As if to deny their humanity,
the materialists have been heard to ask the question...
Suppose you were to take an infinite number of monkeys,
and place them in front of typewriters
to strike randomly at the keys
for an indefinite period of time,
could one of them product the great American novel,
a sonnet, or at least some mediocre poetry?
Why yes I could answer,
I am that monkey!!!

Now I'm back.  Perhaps you remember the interior photo I took at the St. Germaine back then and posted in the Cinco Calles posting of May 2015...

 For a change, nothing has changed.  Even me.  As luck would have it, they had not yet gotten their delivery of mint leaves for the day and therefore while mango mojitos were on the menu they would not be in our future today.  Had to fall back on a second choice which might have been a first choice anywhere else, the Boozy Colada, which lived up to it's name.  A thick, velvety rum smoothy that, with the help of a floater, got us to where we were going in no time at all.  The veggie centric tapas were few and since I avoid hummus (I am always disappointed by all but mine, since I don't skimp on the lemon and garlic) we shared a flatbread which was good.  As you don't need to be told, the photo below is the heart of the operation.

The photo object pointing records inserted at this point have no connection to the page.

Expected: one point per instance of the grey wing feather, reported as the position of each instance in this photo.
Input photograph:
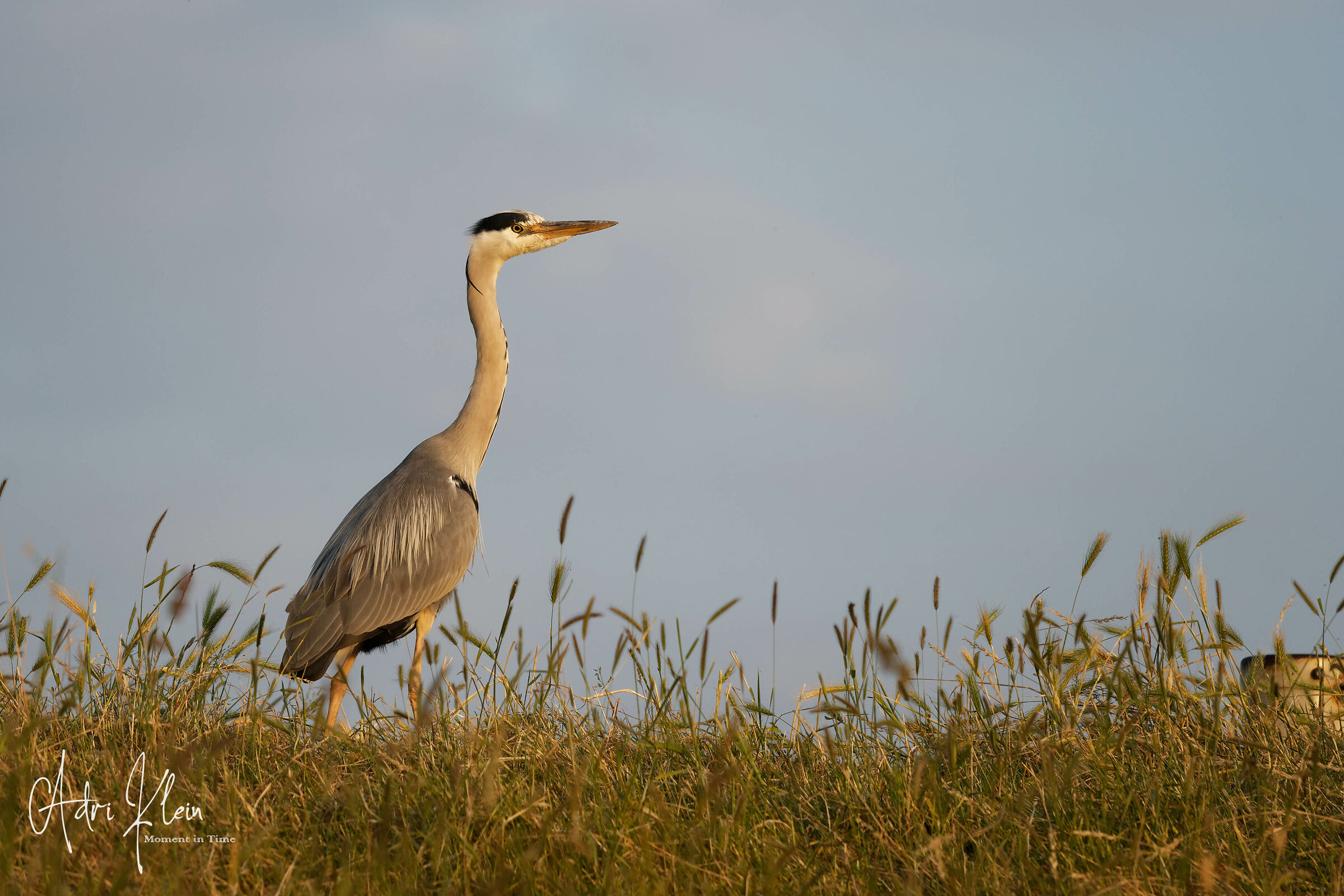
(402, 548)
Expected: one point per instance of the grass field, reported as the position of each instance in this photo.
(1057, 755)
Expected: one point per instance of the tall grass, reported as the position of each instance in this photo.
(1062, 755)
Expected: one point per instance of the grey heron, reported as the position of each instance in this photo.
(401, 551)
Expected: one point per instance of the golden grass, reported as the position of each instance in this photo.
(1114, 755)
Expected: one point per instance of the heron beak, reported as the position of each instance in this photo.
(557, 228)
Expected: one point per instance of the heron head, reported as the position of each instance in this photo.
(515, 233)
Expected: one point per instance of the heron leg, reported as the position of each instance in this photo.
(424, 622)
(340, 682)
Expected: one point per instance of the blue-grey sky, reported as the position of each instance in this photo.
(899, 291)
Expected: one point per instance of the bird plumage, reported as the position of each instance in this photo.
(404, 547)
(402, 550)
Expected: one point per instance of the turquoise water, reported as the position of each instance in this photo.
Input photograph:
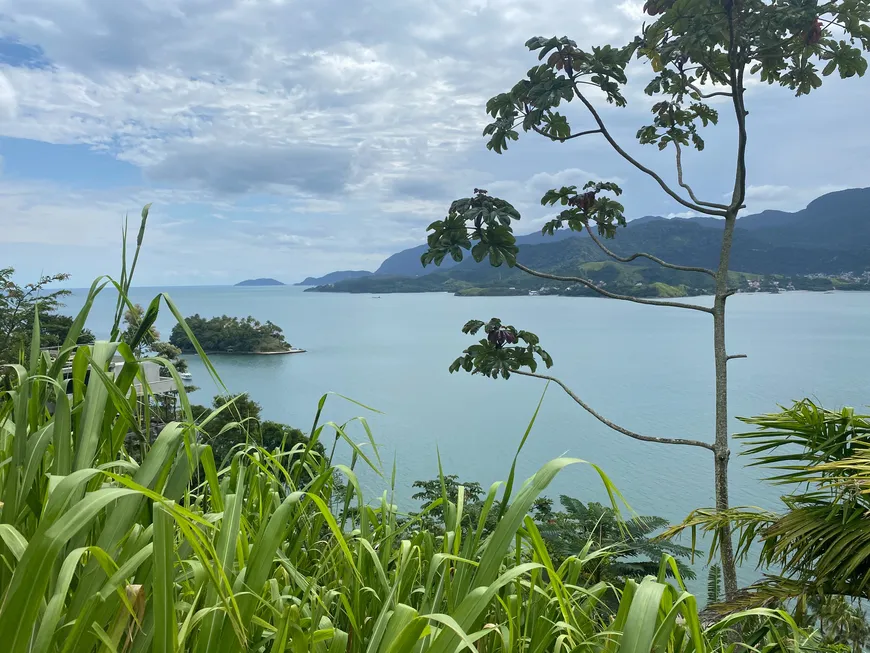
(649, 368)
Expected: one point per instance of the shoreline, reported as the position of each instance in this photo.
(248, 353)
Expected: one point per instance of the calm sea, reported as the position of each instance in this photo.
(649, 368)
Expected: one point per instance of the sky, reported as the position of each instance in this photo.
(288, 138)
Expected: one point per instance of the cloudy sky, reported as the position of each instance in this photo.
(287, 138)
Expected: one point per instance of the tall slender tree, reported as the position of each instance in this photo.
(698, 51)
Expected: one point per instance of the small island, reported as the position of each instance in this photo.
(332, 277)
(232, 335)
(260, 282)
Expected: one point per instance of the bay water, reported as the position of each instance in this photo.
(648, 368)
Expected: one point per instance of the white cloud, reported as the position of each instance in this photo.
(345, 126)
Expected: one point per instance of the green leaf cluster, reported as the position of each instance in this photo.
(504, 350)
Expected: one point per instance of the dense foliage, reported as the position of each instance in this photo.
(230, 335)
(243, 425)
(174, 553)
(19, 306)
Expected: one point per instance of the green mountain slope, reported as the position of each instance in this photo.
(830, 237)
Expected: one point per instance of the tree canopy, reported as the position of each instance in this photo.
(226, 334)
(241, 422)
(18, 307)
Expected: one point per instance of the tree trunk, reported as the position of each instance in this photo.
(721, 450)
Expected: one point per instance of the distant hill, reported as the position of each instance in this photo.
(334, 277)
(407, 262)
(830, 237)
(260, 282)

While it is not readily apparent at first sight, the next shot is actually a selfie of Jackie and I, just the way we like it these days.  If you click on the photo to enlarge it, and look in the mirror on the wall in the middle of the central area on the third floor which was still devoid of other patrons when we got there at 5:30, there we are.

The corner of Cruz y Sol from the window of our table at the Cafe.  Didn't take a picture of the exterior.  Don't know why, but there must have been a good reason that I can't remember right now.